Yep. It's part of a goaltender's job to fight through a screen to find the puck, control it, and prevent rebounds from going right to the guy in front. It's also part of the defense's job to stay close enough to tie up his stick or clear the puck after the goalie makes the initial save.
One screen isn't easy to fight through, but it's part and parcel of being a good goaltender. Fighting through two screens is next to impossible. Putting a second body directly into the goalie's line of sight basically takes away any ability for him to make a save. At that point, it's all just about guessing and blind luck and just hoping that the puck hits something or goes wide.
Obviously it's a good idea to move the screening forward, but there are some guys (like Holmstrom and Byfuglien) who just won't be moved without taking a penalty. So if you can't move him far enough away and all your doing is just standing there and doubling the goaltender's loss of vision (and doubling the oportunities for an unstoppable carom or deflection), you're only serving to drastically decrease the odds of a save. By leaving that guy relatively alone in front (still close enough to defend against a pass or rebound) you turn the rest of the zone into a 4-on-5, can outnumber the opposing forwards in puck battles, and take away more of their time and space.
It's how they beat Detroit.

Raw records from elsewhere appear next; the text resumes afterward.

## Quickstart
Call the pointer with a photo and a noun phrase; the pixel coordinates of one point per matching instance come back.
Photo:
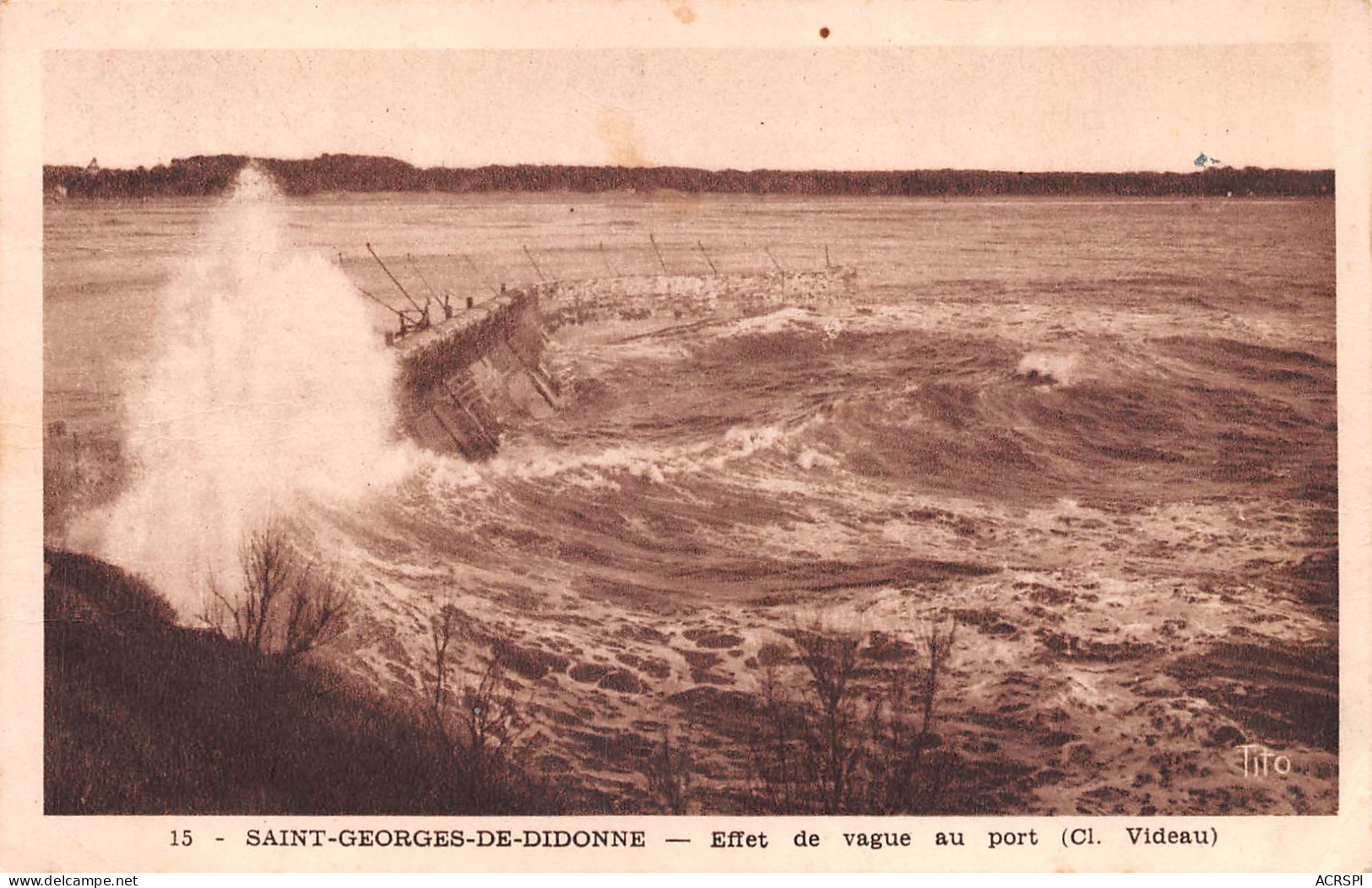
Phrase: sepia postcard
(685, 436)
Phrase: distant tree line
(203, 175)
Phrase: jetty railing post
(416, 269)
(401, 287)
(779, 269)
(653, 241)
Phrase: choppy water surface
(1101, 434)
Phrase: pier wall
(467, 376)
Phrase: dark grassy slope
(143, 717)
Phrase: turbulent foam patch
(1049, 368)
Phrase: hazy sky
(832, 107)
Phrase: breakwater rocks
(464, 377)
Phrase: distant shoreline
(212, 175)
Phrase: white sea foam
(269, 388)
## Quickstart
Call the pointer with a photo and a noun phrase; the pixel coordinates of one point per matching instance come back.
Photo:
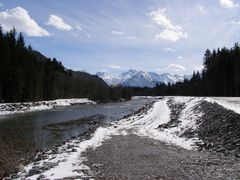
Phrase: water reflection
(45, 128)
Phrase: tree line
(220, 77)
(27, 75)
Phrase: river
(49, 127)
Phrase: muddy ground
(135, 157)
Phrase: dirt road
(135, 157)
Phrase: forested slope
(27, 75)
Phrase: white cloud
(58, 23)
(78, 27)
(202, 9)
(171, 32)
(171, 35)
(176, 67)
(89, 35)
(118, 33)
(20, 19)
(113, 66)
(229, 4)
(169, 50)
(235, 22)
(131, 37)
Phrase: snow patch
(12, 108)
(71, 164)
(230, 103)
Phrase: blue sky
(117, 35)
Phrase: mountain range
(133, 78)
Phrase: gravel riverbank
(134, 157)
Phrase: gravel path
(134, 157)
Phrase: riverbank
(180, 130)
(134, 157)
(12, 108)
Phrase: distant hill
(28, 75)
(133, 78)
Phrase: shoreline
(24, 107)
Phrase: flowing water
(45, 128)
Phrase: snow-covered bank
(230, 103)
(68, 162)
(11, 108)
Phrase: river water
(45, 128)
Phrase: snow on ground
(71, 164)
(231, 103)
(11, 108)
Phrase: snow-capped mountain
(133, 78)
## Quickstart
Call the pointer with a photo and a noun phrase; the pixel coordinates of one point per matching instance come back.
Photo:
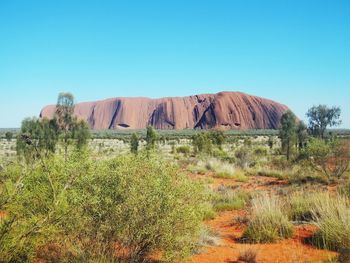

They didn't execute as well against Chicago, and Chicago's speed allowed them to win those puck battles anyway.
Originally Posted by
The speed the team lacked kept them from collecting pucks in the attacking zone, skating through the neutral zone, stopping them in the neutral zone and at the blue line. They were chasing and losing ground to the Hawks the entire series.
Constant turnovers at the blue line and needing 2-3 attempts to breakout of the zone didn't help either. Part of those turnovers were the result of the Hawks speed. Hell, the first goal of G2 was scored when Patrick Marleau lost a foot race for a loose puck to a guy who was laying down on the ice. Would've been a 2-on-none break, instead it was a neutral zone turnover and a goal against.